El texto del evangelio de Juan del ciego de nacimiento es bien conocido. Se trata de un verdadero "drama teológico", simbólico, de una gran belleza literaria. No es una crónica cuasi periodística de un hecho histórico. Diríamos que el evangelista escribe con un alto nivel de sofisticación, de recurso al símbolo y a la insinuación indirecta. Pero estas características literarias no son obstáculo para ir más allá del mero análisis gramatical e ir al fondo del mensaje. Ya dice el refrán que no hay peor ciego que el que no quiere ver. De esto se trata.

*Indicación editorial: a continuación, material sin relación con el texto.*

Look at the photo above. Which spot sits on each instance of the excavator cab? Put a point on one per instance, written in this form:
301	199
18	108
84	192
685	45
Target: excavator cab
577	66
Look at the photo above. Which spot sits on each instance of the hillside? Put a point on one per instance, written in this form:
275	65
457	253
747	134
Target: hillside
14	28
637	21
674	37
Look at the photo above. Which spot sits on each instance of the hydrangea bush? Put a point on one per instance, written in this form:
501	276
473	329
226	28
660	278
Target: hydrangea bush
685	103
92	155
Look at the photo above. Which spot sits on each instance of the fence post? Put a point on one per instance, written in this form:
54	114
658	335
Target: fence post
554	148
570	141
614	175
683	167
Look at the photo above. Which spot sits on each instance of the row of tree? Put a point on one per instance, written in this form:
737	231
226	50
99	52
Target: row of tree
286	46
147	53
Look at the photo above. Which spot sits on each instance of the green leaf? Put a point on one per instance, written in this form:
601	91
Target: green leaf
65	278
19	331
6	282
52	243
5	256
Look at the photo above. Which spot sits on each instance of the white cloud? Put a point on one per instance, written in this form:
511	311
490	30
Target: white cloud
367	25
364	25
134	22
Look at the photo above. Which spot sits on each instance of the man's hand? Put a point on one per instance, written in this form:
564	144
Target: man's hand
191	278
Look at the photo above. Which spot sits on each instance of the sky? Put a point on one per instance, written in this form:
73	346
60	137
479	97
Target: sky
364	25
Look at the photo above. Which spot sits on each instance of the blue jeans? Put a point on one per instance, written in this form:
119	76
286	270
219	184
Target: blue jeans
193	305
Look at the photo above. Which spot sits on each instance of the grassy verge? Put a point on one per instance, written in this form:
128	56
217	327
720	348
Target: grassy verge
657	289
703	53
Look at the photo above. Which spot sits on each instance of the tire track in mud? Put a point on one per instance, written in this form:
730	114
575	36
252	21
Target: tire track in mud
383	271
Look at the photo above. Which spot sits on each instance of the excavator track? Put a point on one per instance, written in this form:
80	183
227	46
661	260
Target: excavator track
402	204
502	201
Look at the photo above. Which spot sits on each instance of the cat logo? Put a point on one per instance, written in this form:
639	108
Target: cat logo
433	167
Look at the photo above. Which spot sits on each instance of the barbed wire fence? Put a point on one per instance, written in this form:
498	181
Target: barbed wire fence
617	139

El ciego se convierte en el centro. Todos se preguntan cómo es posible que un ciego de nacimiento sea ahora capaz de ver. Sospechan que algo grande ha sucedido, preguntan por el que ha hecho ver al ciego, pero no llegan a creer que Jesús sea la causa de la luz de los ojos del ciego. Un simple hombre como Jesús no les parece capaz de obrar tales maravillas. Menos aún habiéndolas obrado en sábado, día sagrado de descanso que los fariseos guardaban de manera escrupulosa. Y todavía menos siendo el ciego un pobretón que pedía limosna al pie de una de las puertas de la ciudad. Todos interrogan al pobre ciego que ahora ve: los vecinos, los fariseos, los jefes del templo. Jesús se hace encontradizo con él, solidariamente, al enterarse de que lo han expulsado de la sinagoga. Y en este nuevo encuentro con Jesús el ciego llega a "ver plenamente", a "ver" no sólo la luz, sino la "gloria" de Dios, reconociendo en él al enviado definitivo de Dios, el Hijo del hombre escatológico, el Señor digno de ser adorado.

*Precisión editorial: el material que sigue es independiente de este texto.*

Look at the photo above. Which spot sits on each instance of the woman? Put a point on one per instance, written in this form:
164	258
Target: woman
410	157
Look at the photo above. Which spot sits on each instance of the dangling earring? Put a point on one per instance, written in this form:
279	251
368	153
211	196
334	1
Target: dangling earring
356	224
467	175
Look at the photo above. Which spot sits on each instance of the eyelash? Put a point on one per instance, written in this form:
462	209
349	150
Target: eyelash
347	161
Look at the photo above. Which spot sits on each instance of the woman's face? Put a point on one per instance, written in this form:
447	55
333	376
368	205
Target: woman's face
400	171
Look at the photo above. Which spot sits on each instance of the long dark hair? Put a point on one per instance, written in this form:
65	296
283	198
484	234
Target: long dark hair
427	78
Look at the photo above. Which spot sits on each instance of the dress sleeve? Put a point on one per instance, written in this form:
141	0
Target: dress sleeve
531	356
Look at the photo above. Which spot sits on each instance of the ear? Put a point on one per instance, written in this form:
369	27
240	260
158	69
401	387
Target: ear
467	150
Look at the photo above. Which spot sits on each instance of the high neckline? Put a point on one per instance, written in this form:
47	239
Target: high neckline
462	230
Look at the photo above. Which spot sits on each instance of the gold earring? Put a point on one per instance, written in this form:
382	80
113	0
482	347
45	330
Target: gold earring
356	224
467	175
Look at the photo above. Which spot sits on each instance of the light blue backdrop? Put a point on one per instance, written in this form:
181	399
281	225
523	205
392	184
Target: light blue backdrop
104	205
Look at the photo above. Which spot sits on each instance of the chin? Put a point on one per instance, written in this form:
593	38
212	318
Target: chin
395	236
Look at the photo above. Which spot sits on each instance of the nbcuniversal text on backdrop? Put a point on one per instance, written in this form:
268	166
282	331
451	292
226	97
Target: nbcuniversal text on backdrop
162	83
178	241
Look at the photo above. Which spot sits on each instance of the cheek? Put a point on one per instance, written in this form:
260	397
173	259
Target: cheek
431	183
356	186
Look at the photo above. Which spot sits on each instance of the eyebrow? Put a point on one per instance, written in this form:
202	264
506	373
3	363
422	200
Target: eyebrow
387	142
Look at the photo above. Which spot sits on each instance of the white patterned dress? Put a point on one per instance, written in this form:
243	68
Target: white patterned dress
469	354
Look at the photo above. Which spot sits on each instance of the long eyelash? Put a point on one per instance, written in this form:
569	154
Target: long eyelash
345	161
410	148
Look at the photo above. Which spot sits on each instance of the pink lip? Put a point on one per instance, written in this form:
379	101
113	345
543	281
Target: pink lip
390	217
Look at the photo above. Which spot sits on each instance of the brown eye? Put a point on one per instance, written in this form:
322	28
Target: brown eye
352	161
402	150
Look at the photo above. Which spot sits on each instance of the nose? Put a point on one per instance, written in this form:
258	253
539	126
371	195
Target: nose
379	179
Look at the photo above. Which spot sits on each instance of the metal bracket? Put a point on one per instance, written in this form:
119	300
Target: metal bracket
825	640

Al final del texto las palabras que Juan pone en labios de Jesús hacen explotar el mensaje teológico del drama: Jesús es un juicio, es el juicio del mundo, que viene a poner al mundo patas arriba: los que veían no ven, y los que no veían consiguen ver. ¿Y qué es lo que hay que ver? A Jesús. Él es la luz que ilumina.

En el mundo de hoy hay gente que se empeña en no querer ver la verdad, ya sea porque le da miedo, porque no le gusta o porque simplemente está mejor creyendo sus propias mentiras. Esto ocurre en todos los campos. Y en el terreno de la fe la lucidez es fundamental para discernir, para tomar decisiones, para ser críticos, para evitar los fanatismos, para caminar hacia la Pascua. Muchas veces nos empeñamos en contentarnos con la monotonía de la vida dejando pasar esos acontecimientos que nos pueden ayudar a descubrir la luz y la verdad del Evangelio que plenifique nuestras vidas.

El cristiano no puede estar ni vivir ciego conformándose con cualquier cosa. Y tú, ¿cómo te ves a ti mismo?